Advocates propose that explicit government guarantee for mortgages would be better for the home market

What setting Fannie and Freddie free could mean for the bond market
It sounds positively heretical to some quarters, but proponents argue that deregulating Fannie Mae and Freddie Mac could help the Trump administration realize solid gains in its bid for housing reform.

Fannie and Freddie losses have reached $150 billion and firms such as Paulson & Co and Blackstone Group want the industry and the government to work together to stem the financial hemorrhage.

The two firms are among those who sponsored the Moelis & Co blueprint, a proposal that calls for the property sector to raise tens of billions of dollars in capital for mortgage-finance companies, while also limiting the use of federal funds to offset Fannie and Freddie’s losses.

However, the blueprint is spooking investors who believe it could wreak havoc with the mortgage bond market.

Bloomberg reports that investors currently consider Fannie and Freddie packaged mortgages as guaranteed by the US government partly because they are under federal control. The report said that some investors are against the idea because limiting taxpayer rescue funds will release Fannie and Freddie to private shareholders like Paulson. This could in turn upend the $5 trillion market for the bonds they issue and hurt the common homebuyer, whose low interest rates are hinged on the demand for mortgage securities.

“I don’t think you could sell virtually any of this debt overseas if it wasn’t government guaranteed,” Scott Simon, who managed multi-billion dollar mortgage backed securities for Pacific Investment Management Co, told Bloomberg.

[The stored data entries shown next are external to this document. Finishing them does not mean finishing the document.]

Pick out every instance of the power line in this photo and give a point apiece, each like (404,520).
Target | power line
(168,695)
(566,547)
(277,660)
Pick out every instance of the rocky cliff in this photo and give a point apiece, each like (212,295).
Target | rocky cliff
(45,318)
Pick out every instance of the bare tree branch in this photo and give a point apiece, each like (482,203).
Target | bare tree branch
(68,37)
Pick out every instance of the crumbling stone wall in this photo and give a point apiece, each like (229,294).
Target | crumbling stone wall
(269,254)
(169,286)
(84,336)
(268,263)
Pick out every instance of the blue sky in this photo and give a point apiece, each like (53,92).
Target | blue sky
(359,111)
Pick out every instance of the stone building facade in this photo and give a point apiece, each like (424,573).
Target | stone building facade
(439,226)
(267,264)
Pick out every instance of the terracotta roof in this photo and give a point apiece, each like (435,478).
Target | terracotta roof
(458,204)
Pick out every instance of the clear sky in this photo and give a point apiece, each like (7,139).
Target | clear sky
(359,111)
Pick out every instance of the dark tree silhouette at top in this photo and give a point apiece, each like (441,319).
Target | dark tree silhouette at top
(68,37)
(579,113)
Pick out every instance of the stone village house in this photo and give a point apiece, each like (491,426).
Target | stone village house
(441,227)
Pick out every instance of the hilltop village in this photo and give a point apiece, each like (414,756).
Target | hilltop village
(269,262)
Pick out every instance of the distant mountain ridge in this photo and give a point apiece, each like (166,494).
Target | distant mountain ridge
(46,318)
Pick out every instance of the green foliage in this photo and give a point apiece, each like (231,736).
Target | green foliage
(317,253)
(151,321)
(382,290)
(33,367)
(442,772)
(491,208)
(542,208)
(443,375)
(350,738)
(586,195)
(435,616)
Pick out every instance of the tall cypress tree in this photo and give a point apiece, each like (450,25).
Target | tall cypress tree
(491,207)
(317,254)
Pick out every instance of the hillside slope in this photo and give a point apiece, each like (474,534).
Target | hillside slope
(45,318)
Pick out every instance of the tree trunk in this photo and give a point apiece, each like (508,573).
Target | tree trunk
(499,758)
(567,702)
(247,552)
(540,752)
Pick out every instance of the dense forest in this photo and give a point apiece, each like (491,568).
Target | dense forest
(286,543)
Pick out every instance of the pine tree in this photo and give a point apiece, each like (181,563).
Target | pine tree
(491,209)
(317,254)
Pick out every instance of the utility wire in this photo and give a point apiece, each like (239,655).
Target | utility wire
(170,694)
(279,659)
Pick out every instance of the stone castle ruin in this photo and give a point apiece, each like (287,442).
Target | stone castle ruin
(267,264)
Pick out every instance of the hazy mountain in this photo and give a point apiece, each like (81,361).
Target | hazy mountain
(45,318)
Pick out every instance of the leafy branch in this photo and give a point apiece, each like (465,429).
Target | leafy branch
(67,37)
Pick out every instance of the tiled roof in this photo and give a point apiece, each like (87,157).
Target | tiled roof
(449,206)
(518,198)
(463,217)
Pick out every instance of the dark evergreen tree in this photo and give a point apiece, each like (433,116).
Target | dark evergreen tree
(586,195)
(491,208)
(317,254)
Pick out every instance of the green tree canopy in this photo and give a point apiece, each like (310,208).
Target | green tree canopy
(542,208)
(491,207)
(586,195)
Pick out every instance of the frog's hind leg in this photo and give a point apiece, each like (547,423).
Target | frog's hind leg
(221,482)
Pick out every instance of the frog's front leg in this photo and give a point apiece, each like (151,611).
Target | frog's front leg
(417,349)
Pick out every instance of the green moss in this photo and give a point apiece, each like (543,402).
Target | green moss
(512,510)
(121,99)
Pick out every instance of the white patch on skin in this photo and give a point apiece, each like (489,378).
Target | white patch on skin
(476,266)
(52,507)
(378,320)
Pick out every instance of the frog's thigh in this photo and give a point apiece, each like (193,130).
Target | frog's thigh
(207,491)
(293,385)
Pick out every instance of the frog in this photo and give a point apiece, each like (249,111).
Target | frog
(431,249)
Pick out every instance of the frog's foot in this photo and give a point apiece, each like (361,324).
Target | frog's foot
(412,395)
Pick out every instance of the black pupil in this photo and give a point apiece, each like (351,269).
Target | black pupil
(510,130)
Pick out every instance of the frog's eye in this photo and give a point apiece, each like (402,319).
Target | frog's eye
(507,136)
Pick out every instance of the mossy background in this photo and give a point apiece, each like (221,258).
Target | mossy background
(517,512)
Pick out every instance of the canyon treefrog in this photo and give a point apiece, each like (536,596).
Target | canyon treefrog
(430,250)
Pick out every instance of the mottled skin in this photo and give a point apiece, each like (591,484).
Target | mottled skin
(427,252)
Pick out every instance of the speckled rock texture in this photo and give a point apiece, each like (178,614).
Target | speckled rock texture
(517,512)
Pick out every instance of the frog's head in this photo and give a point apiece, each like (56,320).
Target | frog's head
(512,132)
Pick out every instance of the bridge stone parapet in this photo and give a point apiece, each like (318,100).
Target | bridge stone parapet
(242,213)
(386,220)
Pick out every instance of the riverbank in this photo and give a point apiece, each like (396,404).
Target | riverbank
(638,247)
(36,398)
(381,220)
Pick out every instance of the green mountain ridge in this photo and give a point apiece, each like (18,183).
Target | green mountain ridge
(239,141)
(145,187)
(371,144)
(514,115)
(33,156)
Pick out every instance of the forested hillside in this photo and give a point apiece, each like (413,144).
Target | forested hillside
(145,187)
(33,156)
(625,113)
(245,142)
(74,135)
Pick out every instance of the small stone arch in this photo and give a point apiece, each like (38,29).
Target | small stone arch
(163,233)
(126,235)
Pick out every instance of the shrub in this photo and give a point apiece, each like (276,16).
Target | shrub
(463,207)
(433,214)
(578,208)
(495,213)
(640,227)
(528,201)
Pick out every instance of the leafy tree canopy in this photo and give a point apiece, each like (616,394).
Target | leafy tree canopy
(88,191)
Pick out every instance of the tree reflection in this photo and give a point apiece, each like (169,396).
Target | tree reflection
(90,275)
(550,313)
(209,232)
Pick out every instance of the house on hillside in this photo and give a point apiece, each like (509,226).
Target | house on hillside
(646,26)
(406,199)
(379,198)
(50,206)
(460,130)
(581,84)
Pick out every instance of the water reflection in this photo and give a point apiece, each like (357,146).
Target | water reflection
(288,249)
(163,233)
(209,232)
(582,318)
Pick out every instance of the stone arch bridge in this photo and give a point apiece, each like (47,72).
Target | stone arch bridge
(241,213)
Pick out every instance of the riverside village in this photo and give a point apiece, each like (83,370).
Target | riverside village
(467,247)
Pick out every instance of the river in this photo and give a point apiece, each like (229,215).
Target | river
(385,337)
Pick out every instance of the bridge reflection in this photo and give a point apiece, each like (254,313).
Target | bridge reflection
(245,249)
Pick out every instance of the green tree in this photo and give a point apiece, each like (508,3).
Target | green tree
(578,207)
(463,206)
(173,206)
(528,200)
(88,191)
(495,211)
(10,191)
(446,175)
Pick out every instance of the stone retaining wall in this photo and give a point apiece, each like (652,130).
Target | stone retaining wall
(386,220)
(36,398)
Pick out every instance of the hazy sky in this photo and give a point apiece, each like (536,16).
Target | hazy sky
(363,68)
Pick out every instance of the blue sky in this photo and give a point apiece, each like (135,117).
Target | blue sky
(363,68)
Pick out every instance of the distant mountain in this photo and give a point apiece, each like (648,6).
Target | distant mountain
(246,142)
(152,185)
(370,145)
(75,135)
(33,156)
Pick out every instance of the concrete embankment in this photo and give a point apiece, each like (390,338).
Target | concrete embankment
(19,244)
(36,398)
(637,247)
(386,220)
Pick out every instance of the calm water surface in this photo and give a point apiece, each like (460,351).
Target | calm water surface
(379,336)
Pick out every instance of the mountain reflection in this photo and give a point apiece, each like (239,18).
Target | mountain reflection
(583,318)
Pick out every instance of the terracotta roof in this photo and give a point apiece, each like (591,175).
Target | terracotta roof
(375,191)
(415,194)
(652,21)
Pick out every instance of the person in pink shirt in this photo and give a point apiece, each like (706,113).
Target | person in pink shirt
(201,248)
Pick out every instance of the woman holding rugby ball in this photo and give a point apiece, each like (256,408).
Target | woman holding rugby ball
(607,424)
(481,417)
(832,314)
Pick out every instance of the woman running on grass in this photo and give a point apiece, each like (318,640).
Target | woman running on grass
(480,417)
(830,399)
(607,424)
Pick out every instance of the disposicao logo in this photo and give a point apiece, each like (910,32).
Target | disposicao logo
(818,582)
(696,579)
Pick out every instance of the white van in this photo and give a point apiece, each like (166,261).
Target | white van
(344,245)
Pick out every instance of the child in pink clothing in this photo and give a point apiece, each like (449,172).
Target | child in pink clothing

Paulson is hoping the Trump administration would consider the plan as an instrument for helping meet its home financing objectives.

“The key to protecting taxpayers and limiting the amount of a government backstop is to build sufficient private capital. This is what the Moelis blue print does,” the firm said in a statement.
“The unintended consequences of putting into place a full mortgage-backed guarantee are enormous,” Moelis senior advisor Landon Parsons said at a Cato Institute event last week.

He said that mortgage-bond investors want a full guarantee to get better capital treatment on Fannie and Freddie securities, but that such a guarantee could increase rates on other kinds of mortgages.

However, the Trump administration remains equivocal on the matter.

Treasury counselor Craig Phillips said at an Urban Institute forum that the administration believes the government should no longer extend implicit guarantees to Fannie and Freddie. Rather, he said, government should explicitly guarantee mortgage bonds. Undertaking the task would be difficult without legislation.

“An explicit guarantee would be good for mortgage investors and homeowners,” Invesco senior portfolio manager Brian Norris said. He said that a limited backstop would not be enough for most investors, and an unlimited guarantee would help borrowers by driving down mortgage rates.